[SPARK-46009][SQL][CONNECT] Merge the parse rule of PercentileCont and PercentileDisc into functionCall #43910

beliefer · 2023-11-20T12:12:31Z

What changes were proposed in this pull request?

Spark SQL parser have a special rule to parse [percentile_cont|percentile_disc](percentage) WITHIN GROUP (ORDER BY v).
We should merge this rule into the functionCall.

Why are the changes needed?

Merge the parse rule of PercentileCont and PercentileDisc into functionCall.

Does this PR introduce any user-facing change?

'No'.

How was this patch tested?

New test cases.

Was this patch authored or co-authored using generative AI tooling?

'No'.

cloud-fan · 2023-11-21T06:47:54Z

common/utils/src/main/resources/error/error-classes.json

@@ -1846,6 +1846,34 @@
    },
    "sqlState" : "42000"
  },
+  "INVALID_INVERSE_DISTRIBUTION_FUNCTION" : {
+    "message" : [
+      "Invalid inverse distribution function <funcName>."


is inverse distribution a common terminology?

I referenced H2, SQLServer and Postgres, they call these function inverse distribution function.
Addition, some databases call these functions as ordered set function.

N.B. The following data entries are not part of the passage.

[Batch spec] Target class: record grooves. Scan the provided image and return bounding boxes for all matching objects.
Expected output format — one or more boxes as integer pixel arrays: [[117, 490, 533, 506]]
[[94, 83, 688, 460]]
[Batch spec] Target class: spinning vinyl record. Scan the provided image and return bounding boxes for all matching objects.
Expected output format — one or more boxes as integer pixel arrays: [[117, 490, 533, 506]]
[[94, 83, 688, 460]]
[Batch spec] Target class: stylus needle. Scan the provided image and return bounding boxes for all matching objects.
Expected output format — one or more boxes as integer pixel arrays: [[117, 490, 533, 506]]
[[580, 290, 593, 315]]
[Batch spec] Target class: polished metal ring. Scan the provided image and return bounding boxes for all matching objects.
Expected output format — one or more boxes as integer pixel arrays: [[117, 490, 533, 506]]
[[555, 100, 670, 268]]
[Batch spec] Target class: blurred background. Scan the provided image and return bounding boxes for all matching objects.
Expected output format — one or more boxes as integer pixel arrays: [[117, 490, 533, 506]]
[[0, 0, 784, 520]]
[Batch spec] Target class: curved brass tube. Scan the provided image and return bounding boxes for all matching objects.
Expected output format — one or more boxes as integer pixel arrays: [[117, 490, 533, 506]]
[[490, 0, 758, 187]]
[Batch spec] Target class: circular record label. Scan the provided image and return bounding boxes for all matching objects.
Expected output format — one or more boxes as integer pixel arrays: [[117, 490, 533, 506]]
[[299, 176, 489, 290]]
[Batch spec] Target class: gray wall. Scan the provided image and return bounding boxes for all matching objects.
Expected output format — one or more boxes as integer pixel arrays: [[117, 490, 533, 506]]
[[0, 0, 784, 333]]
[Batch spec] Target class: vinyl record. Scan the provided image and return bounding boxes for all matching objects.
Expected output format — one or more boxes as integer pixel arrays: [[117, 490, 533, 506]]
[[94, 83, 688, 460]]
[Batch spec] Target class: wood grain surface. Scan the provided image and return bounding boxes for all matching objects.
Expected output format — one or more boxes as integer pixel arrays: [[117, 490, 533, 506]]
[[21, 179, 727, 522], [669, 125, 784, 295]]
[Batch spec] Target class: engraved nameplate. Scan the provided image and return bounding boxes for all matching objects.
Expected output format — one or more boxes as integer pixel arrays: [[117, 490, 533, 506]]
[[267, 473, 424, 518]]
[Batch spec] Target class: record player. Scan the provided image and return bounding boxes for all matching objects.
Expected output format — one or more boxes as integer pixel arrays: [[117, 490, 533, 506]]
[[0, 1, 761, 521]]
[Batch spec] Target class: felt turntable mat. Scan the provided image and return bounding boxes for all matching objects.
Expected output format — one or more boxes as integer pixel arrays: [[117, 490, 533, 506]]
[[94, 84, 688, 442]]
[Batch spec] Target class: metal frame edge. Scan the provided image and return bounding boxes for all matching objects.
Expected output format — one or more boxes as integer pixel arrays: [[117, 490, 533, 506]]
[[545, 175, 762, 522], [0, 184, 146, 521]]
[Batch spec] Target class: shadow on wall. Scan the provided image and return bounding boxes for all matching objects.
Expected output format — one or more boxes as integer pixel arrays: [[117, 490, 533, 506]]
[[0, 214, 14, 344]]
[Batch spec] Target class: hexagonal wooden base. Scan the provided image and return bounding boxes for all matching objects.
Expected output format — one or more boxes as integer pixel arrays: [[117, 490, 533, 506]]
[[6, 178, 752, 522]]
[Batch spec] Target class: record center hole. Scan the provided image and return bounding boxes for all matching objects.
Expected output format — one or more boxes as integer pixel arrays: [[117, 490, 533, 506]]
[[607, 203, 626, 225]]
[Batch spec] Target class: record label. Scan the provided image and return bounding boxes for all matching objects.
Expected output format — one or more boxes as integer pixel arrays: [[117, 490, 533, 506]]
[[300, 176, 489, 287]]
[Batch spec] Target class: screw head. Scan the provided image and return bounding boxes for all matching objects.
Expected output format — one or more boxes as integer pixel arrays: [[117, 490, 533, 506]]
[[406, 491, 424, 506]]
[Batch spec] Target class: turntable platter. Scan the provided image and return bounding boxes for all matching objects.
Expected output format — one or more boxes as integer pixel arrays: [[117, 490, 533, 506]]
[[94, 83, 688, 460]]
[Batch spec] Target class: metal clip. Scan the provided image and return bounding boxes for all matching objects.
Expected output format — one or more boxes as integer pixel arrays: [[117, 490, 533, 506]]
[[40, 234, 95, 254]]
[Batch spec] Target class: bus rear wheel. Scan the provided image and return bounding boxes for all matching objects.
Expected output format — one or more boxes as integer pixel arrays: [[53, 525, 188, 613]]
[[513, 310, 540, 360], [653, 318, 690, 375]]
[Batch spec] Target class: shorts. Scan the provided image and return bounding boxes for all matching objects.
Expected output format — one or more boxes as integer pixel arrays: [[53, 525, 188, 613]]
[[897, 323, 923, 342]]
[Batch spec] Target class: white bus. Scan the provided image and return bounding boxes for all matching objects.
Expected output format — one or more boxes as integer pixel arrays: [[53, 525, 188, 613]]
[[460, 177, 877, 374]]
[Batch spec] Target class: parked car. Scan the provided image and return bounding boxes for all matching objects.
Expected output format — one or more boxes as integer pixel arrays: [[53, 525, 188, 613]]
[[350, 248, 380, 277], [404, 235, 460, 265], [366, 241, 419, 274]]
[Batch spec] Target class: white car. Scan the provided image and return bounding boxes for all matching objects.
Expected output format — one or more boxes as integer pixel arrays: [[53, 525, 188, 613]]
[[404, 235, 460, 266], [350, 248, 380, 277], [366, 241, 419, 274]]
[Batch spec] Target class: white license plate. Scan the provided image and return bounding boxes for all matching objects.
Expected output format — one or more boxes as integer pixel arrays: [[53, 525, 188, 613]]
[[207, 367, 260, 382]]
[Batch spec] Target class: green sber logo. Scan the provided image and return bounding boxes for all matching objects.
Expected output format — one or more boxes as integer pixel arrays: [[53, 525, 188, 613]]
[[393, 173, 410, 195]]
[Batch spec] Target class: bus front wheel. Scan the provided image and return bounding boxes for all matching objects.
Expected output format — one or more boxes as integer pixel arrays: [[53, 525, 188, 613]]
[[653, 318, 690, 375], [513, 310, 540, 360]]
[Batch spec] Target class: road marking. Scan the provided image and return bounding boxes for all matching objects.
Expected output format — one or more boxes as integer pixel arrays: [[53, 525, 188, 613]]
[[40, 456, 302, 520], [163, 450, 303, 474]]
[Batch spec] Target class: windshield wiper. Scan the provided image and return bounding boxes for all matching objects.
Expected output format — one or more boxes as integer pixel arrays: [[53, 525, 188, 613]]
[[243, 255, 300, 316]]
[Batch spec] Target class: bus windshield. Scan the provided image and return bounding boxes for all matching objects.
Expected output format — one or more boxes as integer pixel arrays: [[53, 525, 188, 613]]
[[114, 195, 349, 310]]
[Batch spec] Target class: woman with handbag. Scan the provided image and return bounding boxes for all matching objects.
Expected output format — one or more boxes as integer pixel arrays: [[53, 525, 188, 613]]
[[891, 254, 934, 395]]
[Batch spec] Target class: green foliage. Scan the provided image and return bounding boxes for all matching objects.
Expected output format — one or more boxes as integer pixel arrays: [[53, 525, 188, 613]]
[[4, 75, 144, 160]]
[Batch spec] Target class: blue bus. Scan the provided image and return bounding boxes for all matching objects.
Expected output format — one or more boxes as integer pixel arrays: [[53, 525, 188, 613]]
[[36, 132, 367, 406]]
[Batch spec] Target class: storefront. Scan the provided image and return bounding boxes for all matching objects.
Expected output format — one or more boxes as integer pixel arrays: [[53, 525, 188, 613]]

cloud-fan · 2023-11-21T06:49:15Z

sql/catalyst/src/main/scala/org/apache/spark/sql/catalyst/analysis/Analyzer.scala

+          case u @ UnresolvedFunction(nameParts, arguments, _, _, _, sortOrder) => withPosition(u) {
+            val args = sortOrder match {
+              case Some(s) if nameParts.length == 1 &&
+                (nameParts.head == "percentile_cont" || nameParts.head == "percentile_disc") =>


can we lookup the function first then check the expression? it's hacky to check the name here.

Yes. These code just is a temp implementation. It's used let you give a first review.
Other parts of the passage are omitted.